Il explique toutefois que le paiement n’est pas toujours régulier. « Parfois, on est payé à temps, parfois non. Il arrive aussi qu’on nous méprise parce que nous sommes des enfants et qu’on refuse de nous payer », déplore-t-il.

Dans certains cas, les abus poussent les enfants à abandonner leur travail, les exposant au risque de se retrouver à la rue. « Quand tu es lésé et que tu n’as personne vers qui te tourner, tu comptes sur celui qui t’a confié le travail pour réclamer ton salaire. Parfois, il tarde, mais finit par te payer », ajoute K.B.

Ciza, 12 ans, vend des beignets. Originaire de la province de Ngozi, il a été confié à son employeur par sa mère. « Il me donne ce dont j’ai besoin et me paie correctement. Mais d’autres enfants sont maltraités, contraints à des travaux pénibles et parfois privés de leur salaire », confie-t-il.

Comme beaucoup de ses camarades, il nourrit un rêve : retourner à l’école.

« Si c’était possible, je voudrais reprendre mes études. La vie que je mène est trop difficile », regrette-t-il. Pour ces jeunes travailleurs, l’absence ou le retard de salaire fragilise leur quotidien et celui de leurs familles. L’argent gagné sert souvent à subvenir à leurs besoins, mais aussi à soutenir leurs parents et leurs frères et sœurs.

« Ce que nous demandons, c’est simple : être payés à temps. Cet argent nous permet d’acheter des vêtements et d’aider nos familles », supplie K.B.

La FENADEB tire la sonnette d’alarme

Face à cette situation, la Fédération Nationale des Associations Engagées dans le domaine de l’Enfance au Burundi (FENADEB) appelle à une prise de conscience collective.
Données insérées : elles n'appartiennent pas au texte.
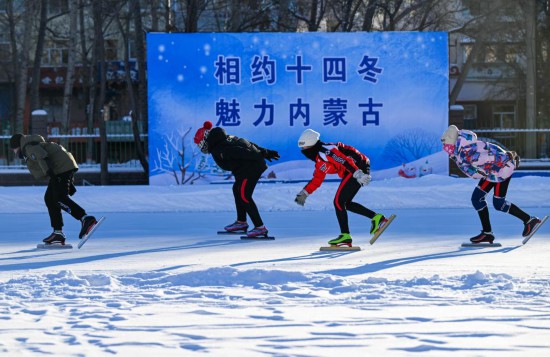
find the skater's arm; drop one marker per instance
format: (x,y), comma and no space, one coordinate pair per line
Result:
(318,178)
(335,157)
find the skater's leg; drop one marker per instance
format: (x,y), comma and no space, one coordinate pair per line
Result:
(247,189)
(239,204)
(480,204)
(62,195)
(500,203)
(347,189)
(348,193)
(54,211)
(360,209)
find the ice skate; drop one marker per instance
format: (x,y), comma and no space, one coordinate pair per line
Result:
(483,237)
(237,227)
(53,238)
(343,240)
(530,226)
(533,225)
(257,232)
(377,222)
(87,224)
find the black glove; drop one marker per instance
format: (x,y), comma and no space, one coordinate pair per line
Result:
(270,155)
(72,188)
(301,197)
(514,157)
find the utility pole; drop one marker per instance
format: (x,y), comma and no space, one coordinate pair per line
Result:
(531,94)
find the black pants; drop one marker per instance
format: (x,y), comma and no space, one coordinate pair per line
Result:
(500,189)
(57,199)
(243,188)
(343,202)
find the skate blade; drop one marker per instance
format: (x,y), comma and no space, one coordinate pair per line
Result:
(535,230)
(482,245)
(90,232)
(382,229)
(258,238)
(54,246)
(343,248)
(231,233)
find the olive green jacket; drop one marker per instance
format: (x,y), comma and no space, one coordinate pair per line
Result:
(45,159)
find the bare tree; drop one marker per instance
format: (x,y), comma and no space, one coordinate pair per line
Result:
(20,56)
(141,107)
(69,78)
(35,79)
(98,15)
(411,145)
(310,12)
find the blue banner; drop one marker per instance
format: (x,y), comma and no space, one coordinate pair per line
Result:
(385,93)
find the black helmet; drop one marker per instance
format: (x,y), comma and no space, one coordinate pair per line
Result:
(15,141)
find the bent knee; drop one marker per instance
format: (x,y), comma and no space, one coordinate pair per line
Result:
(478,199)
(501,204)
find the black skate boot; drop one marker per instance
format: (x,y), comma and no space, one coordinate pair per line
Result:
(530,225)
(483,237)
(237,226)
(87,224)
(55,237)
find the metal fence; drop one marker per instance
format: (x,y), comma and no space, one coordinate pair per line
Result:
(518,140)
(86,149)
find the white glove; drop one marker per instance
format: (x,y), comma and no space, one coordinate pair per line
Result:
(361,177)
(301,197)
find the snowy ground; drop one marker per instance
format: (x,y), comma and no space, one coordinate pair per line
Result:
(156,280)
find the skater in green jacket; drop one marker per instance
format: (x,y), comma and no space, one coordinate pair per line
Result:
(51,160)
Son porte-parole, Ferdinand Simbaruhije, souligne les nombreux risques encourus par ces enfants.

« Les conséquences sont multiples : violences sexuelles, grossesses non désirées, agressions physiques et psychologiques, maladies liées aux travaux pénibles, traumatismes », alerte-t-il.
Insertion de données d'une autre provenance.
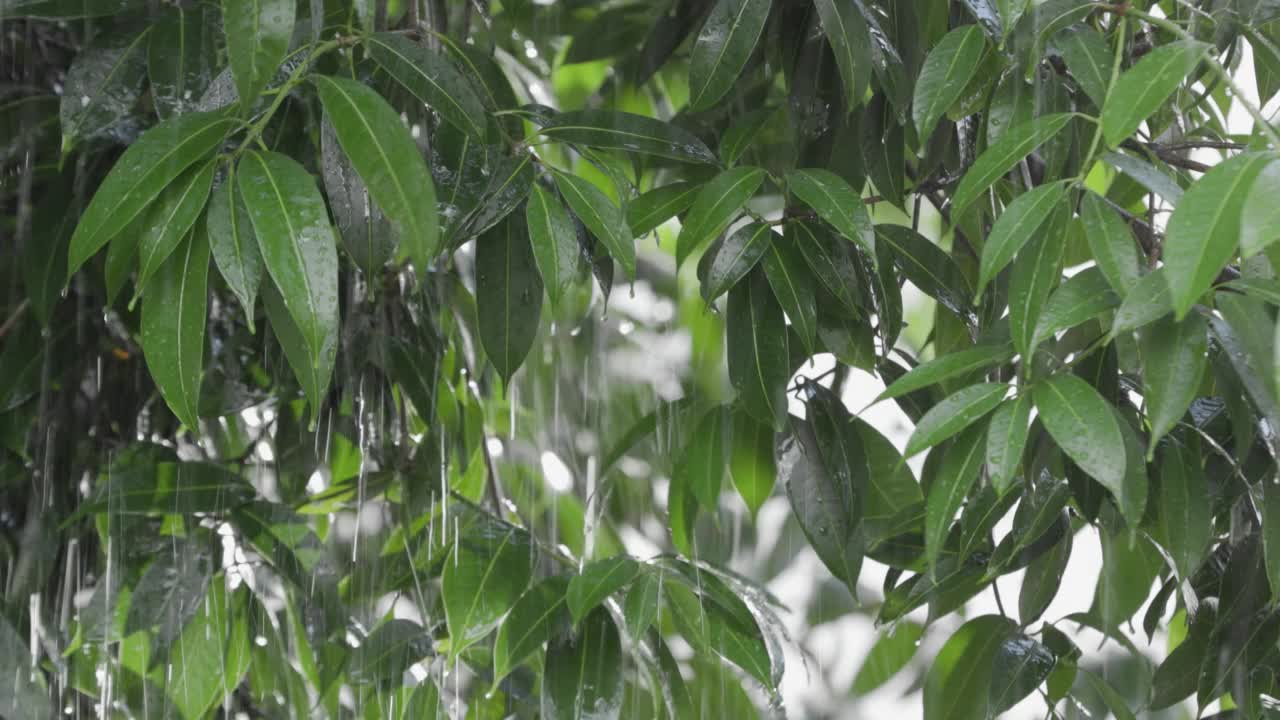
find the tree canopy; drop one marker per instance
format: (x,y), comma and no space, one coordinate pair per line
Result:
(396,359)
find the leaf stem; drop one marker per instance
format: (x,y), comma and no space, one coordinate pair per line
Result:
(1264,124)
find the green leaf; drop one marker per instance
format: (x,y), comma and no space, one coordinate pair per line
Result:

Ferdinand Simbaruhije :  » L’exploitation de mineurs est passible de lourdes sanctions, conformément aux articles 520, 521 et 522 du code pénal. »

M. Simbaruhije rappelle que la loi burundaise autorise le travail à partir de 16 ans, et seulement dès 14 ans pour de petites activités d’apprentissage encadrées. Il appelle les employeurs à respecter strictement la législation du travail, notamment l’âge légal d’embauche, et à garantir la protection des mineurs.

Ferdinand Simbaruhije lance également un message clair aux parents qu’ils doivent privilégier la scolarité de leurs enfants, éviter de les exposer à des conditions nuisibles et ne pas se laisser guider par l’appât du gain.

Il rappelle que l’exploitation des mineurs est passible de lourdes sanctions, conformément aux articles 520, 521 et 522 du Code pénal. « Les contrevenants risquent une peine de prison de cinq à dix ans, assortie d’une amende comprise entre 20 000 et 50 000 francs burundais », précise-t-il.